Maritime undertones with a hint of windy weather
An acquaintance last weekend with a pleasing bottle of pinot got me thinking about how evocative and meaningful place names can be, reminders of people and places we’d like to go back to. The vintage in question was a pinot noir called Storm Bay, made of course from Tasmanian grapes. Reg and I, having both sailed past that exact spot on the South East corner of Tasmania numerous times, had to pass over less imaginatively named (and priced) wines on the list and have a taste. Funnily enough my memory of the place and the taste of the wine, whilst both wonderful, were a bit mismatched; the wine being refreshing and light, and the place more wild and windswept, perhaps more suited to a boisterous shiraz!
Making his way along uncharted waters along the coast of Australia, Captain Cook and his crew must have had a lot of fun coming up with suitable names for the bays, headlands, landmarks and hazards they encountered. Whilst many tell a story about the voyage itself, others just state the blinding obvious. I imagine for Aboriginal people these names seemed superfluous given most of these places had names with significant meaning already. For me they are reminders of my travels and the people I shared them with. Here are a few of my favourite location names on nautical charts:
“Remarkable Bare Green Patch” which is indeed a remarkably bare patch of grass on the cliffs near Diamond Head on the northern coast of New South Wales. It reminds me of a Sydney to Southport race when we were becalmed and had time on our hands to ponder the origins of names on a chart.
“The Wrigglers” a group of rocks not far from the Lizard Point in Cornwall.

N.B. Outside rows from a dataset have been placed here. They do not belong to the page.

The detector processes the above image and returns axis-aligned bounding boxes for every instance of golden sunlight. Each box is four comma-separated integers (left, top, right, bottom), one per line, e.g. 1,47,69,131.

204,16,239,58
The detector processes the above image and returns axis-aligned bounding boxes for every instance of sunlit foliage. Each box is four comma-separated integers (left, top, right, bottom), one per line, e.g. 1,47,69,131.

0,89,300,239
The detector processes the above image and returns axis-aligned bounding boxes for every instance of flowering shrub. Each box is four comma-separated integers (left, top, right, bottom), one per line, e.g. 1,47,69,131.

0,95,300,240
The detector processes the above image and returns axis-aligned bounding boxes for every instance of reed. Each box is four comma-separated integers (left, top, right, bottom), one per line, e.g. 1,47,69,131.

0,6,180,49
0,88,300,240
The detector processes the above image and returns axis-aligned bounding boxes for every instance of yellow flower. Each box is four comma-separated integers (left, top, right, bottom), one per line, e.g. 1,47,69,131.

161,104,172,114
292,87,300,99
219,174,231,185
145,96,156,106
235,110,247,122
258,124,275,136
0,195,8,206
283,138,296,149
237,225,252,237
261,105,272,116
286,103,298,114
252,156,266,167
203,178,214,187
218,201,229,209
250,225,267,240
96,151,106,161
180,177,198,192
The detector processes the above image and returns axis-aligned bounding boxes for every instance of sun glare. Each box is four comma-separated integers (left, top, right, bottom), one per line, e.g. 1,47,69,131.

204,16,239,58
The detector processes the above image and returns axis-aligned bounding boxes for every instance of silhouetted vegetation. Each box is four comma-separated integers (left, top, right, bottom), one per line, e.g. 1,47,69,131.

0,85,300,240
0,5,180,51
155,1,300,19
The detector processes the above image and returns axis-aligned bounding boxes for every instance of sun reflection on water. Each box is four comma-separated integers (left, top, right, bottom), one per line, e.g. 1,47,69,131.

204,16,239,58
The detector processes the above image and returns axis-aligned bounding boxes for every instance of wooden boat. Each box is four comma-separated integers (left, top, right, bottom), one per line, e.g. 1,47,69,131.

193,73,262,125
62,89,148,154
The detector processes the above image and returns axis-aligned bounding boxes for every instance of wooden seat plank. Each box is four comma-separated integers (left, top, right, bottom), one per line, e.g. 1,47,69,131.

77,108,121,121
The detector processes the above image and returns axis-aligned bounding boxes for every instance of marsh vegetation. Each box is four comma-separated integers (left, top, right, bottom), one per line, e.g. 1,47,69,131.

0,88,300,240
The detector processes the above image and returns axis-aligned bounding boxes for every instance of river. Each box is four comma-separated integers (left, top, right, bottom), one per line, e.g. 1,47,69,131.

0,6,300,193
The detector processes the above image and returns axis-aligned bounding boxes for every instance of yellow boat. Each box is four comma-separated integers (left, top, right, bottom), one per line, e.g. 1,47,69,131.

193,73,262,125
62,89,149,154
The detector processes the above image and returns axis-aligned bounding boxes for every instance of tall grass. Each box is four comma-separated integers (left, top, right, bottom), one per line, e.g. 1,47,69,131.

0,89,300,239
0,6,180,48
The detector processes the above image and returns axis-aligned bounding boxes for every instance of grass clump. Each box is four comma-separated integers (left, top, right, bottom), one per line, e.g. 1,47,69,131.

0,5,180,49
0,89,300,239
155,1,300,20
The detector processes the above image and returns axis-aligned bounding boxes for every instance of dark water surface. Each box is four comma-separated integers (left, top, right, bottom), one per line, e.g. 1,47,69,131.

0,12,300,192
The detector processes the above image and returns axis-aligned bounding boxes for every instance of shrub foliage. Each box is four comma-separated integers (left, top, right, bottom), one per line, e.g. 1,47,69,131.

This is a favourite just because it sounds silly and makes me think of home and the Cornish tendency for unusual place names (think Mevagissey and Ventongimps).
“Sow and Pigs” on Sydney Harbour, because, well it really is a pig if you hit this one!
“The Iron Pot”, a landmark hailing from Hobart’s whaling days which stands at the entrance to the Derwent River in Tasmania, signalling the end of a cold wet voyage and the vicinity of a well earned and welcome rum!
What’s your favourite place name (nautical or not) and what does it remind you of?